Now that DeepSeek R1 is being used and tested in the wild, we’re finding out more details about the AI product that tanked the stock market on Monday while becoming the most popular iPhone app in the App Store. We already know that DeepSeek censors itself when asked about topics that are sensitive to the Chinese government. That’s one potential reason not to use it. The far more worrisome issue is that DeepSeek sends all user data to China, so we realistically have very little faith in DeepSeek’s privacy practices.
We’ve also witnessed the first DeepSeek hack, which confirmed that the company was storing prompt data and other sensitive information in unsecured plain text.
On Friday, a security report from Enkrypt AI provided another reason to avoid the viral Chinese AI product. DeepSeek R1 is more likely to generate harmful and troubling content than its main rivals. You don’t even need to attempt to jailbreak DeepSeek to send it off the rails. The AI simply lacks security protections to safeguard users.
On the other hand, if you were looking for AI to help you with malicious activity, DeepSeek might be the one you’ve been waiting for.
All AI firms take precautions to prevent their chatbots from helping users who have nefarious activities in mind. For example, AIs like ChatGPT should not provide information to help create malware or other malicious software. It should not help with other criminal activities, or provide information on how to develop dangerous weapons.
Similarly, the AI should not display bias, help with extremism-related prompts, or support toxic language.
Enkrypt’s research shows that DeepSeek has failed to include proper safety guardrails for DeepSeek R1 at all these levels. Chinese AI is more likely to generate harmful content and, therefore, more dangerous.
Encrypt AI compared DeepSeek R1 to ChatGPT and Anthropic models, concluding the DeepSeek AI is:
- 3x more biased than Claude-3 Opus,
- 4x more vulnerable to generating insecure code than OpenAI’s O1,
- 4x more toxic than GPT-4o,
- 11x more likely to generate harmful output compared to OpenAI’s O1, and;
- 3.5x more likely to produce Chemical, Biological, Radiological, and Nuclear (CBRN) content than OpenAI’s O1 and Claude-3 Opus.
The model showed the following risks, according to the company:
BIAS & DISCRIMINATION – 83% of bias tests successfully produced discriminatory output, with severe biases in race, gender, health, and religion. These failures could violate global regulations such as the EU AI Act and U.S. Fair Housing Act, posing risks for businesses integrating AI into finance, hiring, and healthcare .
HARMFUL CONTENT & EXTREMISM – 45% of harmful content tests successfully bypassed safety protocols, generating criminal planning guides, illegal weapons information, and extremist propaganda. In one instance, DeepSeek-R1 drafted a persuasive recruitment blog for terrorist organizations, exposing its high potential for misuse .
TOXIC LANGUAGE – The model ranked in the bottom 20th percentile for AI safety, with 6.68% of responses containing profanity, hate speech, or extremist narratives. In contrast, Claude-3 Opus effectively blocked all toxic prompts, highlighting DeepSeek-R1’s weak moderation systems .

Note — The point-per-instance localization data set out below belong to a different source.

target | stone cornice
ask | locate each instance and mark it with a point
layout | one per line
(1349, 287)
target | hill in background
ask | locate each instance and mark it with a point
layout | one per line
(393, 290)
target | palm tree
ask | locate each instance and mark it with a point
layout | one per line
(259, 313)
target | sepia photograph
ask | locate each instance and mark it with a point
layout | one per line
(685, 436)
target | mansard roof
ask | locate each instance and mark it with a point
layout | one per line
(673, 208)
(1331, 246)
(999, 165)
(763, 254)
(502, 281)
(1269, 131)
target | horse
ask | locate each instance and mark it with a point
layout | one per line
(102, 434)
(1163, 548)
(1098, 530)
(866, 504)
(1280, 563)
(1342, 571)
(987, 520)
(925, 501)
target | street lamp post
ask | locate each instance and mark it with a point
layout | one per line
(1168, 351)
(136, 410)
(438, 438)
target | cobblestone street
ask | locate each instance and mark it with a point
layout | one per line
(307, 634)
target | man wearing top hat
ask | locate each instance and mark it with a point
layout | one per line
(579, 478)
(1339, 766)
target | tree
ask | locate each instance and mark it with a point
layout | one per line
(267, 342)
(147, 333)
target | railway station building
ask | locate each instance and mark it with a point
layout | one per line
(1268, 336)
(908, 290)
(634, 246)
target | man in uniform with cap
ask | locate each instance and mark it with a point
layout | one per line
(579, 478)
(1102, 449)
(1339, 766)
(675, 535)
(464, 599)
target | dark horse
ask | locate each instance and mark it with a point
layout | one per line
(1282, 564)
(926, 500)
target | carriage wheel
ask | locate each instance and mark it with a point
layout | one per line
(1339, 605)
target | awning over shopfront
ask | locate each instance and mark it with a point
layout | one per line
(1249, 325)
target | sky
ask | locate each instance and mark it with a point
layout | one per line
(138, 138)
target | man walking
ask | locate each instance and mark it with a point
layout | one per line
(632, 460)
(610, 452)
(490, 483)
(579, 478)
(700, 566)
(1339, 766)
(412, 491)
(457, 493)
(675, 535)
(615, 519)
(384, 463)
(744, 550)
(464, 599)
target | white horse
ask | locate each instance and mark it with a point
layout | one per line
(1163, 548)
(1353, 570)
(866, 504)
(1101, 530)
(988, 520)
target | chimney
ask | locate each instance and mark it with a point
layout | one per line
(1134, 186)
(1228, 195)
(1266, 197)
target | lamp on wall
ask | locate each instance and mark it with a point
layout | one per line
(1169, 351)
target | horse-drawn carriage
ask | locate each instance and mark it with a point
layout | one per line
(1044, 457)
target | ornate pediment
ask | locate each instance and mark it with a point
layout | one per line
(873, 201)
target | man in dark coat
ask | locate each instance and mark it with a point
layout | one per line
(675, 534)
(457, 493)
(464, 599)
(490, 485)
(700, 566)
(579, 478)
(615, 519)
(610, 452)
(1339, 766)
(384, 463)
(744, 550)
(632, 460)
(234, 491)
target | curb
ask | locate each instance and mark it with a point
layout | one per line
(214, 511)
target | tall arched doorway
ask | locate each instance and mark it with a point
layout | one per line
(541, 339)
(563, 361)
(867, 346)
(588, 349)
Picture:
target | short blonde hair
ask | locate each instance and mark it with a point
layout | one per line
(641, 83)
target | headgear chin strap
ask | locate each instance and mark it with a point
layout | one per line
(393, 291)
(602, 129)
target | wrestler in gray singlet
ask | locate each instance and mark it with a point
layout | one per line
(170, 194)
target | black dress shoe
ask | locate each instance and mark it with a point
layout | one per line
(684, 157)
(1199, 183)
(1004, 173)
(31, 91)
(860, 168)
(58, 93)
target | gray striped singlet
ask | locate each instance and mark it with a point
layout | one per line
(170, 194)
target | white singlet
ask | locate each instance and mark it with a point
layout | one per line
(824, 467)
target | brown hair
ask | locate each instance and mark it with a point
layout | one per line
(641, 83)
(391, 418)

CYBERSECURITY RISKS – 78% of cybersecurity tests successfully tricked DeepSeek-R1 into generating insecure or malicious code, including malware, trojans, and exploits. The model was 4.5x more likely than OpenAI’s O1 to generate functional hacking tools, posing a major risk for cybercriminal exploitation .
BIOLOGICAL & CHEMICAL THREATS – DeepSeek-R1 was found to explain in detail the biochemical interactions of sulfur mustard (mustard gas) with DNA, a clear biosecurity threat. The report warns that such CBRN-related AI outputs could aid in the development of chemical or biological weapons .

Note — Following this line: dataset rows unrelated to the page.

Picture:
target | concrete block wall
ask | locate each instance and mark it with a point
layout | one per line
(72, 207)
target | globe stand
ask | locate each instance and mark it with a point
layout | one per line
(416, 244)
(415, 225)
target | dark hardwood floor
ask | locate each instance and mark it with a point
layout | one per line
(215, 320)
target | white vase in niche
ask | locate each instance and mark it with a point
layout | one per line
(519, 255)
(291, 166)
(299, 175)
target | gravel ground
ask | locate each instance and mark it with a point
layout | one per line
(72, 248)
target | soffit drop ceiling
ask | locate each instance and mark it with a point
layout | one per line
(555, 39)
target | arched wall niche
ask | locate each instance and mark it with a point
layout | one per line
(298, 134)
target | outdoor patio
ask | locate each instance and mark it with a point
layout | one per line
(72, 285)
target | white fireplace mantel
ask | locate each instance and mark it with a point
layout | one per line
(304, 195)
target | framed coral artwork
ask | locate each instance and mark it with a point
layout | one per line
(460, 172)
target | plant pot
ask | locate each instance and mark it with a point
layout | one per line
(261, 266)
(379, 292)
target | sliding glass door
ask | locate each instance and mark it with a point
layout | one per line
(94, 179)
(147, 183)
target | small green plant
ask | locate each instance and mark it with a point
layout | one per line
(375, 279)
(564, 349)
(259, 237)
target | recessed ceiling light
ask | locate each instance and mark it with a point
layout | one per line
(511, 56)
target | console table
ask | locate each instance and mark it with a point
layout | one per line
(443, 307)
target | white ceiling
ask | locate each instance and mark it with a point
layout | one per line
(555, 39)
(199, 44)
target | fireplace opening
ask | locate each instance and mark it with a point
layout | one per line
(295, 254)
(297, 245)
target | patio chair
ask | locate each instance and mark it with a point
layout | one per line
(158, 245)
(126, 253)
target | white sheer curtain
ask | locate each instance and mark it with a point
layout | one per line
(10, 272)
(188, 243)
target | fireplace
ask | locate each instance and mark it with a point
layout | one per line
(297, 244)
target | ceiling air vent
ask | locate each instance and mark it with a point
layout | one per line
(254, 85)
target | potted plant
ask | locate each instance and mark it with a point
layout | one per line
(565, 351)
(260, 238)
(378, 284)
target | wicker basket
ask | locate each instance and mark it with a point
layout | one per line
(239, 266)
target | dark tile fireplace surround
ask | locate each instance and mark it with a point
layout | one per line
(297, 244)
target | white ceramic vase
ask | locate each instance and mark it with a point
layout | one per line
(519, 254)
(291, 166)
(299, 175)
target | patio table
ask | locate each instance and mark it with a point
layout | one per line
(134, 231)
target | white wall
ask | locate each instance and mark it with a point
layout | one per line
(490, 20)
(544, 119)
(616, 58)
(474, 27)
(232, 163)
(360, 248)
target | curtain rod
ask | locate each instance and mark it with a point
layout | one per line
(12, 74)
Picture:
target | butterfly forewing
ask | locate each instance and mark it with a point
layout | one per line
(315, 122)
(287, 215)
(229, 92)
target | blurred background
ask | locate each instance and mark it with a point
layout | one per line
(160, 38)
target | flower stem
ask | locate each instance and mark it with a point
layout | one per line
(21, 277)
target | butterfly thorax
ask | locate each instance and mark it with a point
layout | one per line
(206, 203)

The full report is available at this link, with prompt examples and comparisons with other AIs for each safety risk mentioned above.
For example, the Enkrypt AI testers showed bias by having DeepSeek recommend a white person for an Executive Manager role and a Hispanic for a labor job after the AI also created education profiles for the two candidates where it gave only the White person a college background.
DeepSeek also generated a blog post on terrorist recruitment tactics rather than refusing to do it. Similarly, it generated dialogue with profanity between fictional criminals.
More disturbing are the findings that DeepSeek is more likely to generate malicious code if prompted. The R1 AI would also explain in great detail a biochemical weapon like mustard gas when it shouldn’t.
The good news is that DeepSeek can further tweak the instruction set of DeepSeek R1 to improve its safety and reduce the risk of having the AI offer harmful content to users.
The bad news is that anyone can install versions of DeepSeek locally rather than downloading the iPhone and Android apps or visiting the web version. Running the AI unconnected to the internet means you won’t get app updates. Therefore, any safety improvements DeepSeek comes up with won’t be applied to open-source DeepSeek R1 installations.